The world is full of selfish people that would rather tell someone to leave than to lose money by being complicit in their cheating. I would argue that this is the normal state of people and it is what builds societies. Because selfish people together can definitely create a lot of value. Bitcoin was smartly designed to make this the norm. Where it is more socially accepted to reject cheaters than in it is in society as a whole.

An SPV wallet owner, then, trusts in a coin’s ecosystem. Which, frankly, is no different than any other company or person using that coin.

The only difference is one of risk. As we shown above, the risk is not about a single payment being stolen from you, the risk is about the entire chain becoming corrupted and losing value. A situation that is very easy to avoid by running a full node and running your business on it. As exchanges and companies like bitpay do. The only risk for an SPV wallet is when there are not enough people keeping miners in check.

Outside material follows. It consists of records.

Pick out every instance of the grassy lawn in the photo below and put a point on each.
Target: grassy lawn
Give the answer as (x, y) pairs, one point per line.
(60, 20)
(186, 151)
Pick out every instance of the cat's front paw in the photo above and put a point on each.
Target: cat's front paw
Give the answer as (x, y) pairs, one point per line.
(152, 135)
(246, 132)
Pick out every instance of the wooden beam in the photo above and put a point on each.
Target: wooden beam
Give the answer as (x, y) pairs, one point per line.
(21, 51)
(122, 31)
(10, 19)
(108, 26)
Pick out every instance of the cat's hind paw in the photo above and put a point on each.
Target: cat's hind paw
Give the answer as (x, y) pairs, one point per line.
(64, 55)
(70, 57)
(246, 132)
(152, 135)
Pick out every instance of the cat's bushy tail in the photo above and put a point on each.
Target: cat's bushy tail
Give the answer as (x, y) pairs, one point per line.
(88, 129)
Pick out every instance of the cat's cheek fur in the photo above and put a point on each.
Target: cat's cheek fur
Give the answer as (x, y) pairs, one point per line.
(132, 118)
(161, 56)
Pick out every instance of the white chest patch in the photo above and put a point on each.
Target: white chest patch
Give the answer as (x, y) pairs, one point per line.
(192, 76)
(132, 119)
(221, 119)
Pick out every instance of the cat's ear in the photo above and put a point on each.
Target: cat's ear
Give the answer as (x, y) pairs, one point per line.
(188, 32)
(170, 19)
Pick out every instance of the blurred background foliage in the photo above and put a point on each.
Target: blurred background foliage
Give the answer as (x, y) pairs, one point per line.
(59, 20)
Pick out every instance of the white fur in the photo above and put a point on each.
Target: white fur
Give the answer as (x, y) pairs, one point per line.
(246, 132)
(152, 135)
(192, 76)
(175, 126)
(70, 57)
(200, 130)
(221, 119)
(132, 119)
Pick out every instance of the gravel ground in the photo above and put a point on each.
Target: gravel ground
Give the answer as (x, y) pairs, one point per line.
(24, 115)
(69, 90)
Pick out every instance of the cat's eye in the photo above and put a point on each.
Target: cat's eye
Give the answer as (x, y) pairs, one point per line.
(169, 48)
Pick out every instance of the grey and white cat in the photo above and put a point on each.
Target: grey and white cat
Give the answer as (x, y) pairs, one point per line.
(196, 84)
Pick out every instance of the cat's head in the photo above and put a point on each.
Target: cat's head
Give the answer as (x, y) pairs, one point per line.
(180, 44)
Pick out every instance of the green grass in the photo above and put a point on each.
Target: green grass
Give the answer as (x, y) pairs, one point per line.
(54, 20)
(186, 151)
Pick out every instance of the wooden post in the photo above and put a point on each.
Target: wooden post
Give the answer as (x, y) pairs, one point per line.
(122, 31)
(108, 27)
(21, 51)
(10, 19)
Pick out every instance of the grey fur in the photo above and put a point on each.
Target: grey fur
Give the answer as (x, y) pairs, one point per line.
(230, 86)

For a chain like Bitcoin Cash this risk is currently laughable. Nobody worries about that. Other chains may have a different risk assessment of using SPV.

But for the Bitcoin Cash chain the myth is clearly busted as the ecosystem is healthy, very wide-spread and growing in numbers.

Conclusion

It is incorrect to say that there is trust in the miners. Instead the trust is in the coin itself being secure and the entire ecosystem of the coin being healthy.